Time will tell, but history will repeat itself. Ontario farmers would be well advised to remember last winter. The intensification of the El Niño pattern could make it colder and thus snowier. As far as freezing rain patterns go, the meteorological conditions are so critical that even a small change flips the freezing rain to ice pellets or even snow with correspondingly much less impact.

Weather is important. The alarming observation is that both weather and climate have changed within our lifetimes. Experts who look at this material everyday are now concerned that El Niño 2015 could be the strongest ever on record – and those particular records date back to 1950. "This definitely has the potential of being the Godzilla El Niño," added Bill Patzert, a climatologist with NASA's Jet Propulsion Laboratory in La Cañada Flintridge, Calif. As a meteorologist, however, I try to refrain from such media hype and stick with "just the facts, ma'am."

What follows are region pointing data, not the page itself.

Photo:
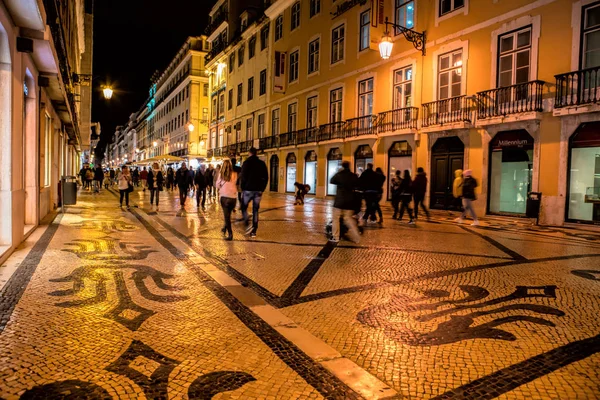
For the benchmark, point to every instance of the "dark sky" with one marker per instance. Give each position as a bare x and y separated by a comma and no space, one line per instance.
132,39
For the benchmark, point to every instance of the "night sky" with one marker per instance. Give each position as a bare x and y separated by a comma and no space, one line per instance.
132,39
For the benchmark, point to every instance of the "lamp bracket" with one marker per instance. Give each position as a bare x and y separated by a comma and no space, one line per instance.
416,38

I might add a special concern for California and the West Coast that has been ravaged by drought and fires and the subsequent loss of vegetation to anchor the soils. El Niño patterns tend to deliver rain events as per the accompanying map. Rain and soil with no thriving root system equates to mud slides. The much needed water might not hang around long enough to fill the depleted aquifers. If the weather is important, the collection of elements that make up our environment are even more so. BF

Phil the Forecaster Chadwick has been a professional meteorologist since 1977, specializing in training, severe weather and remote satellite and radar sensing.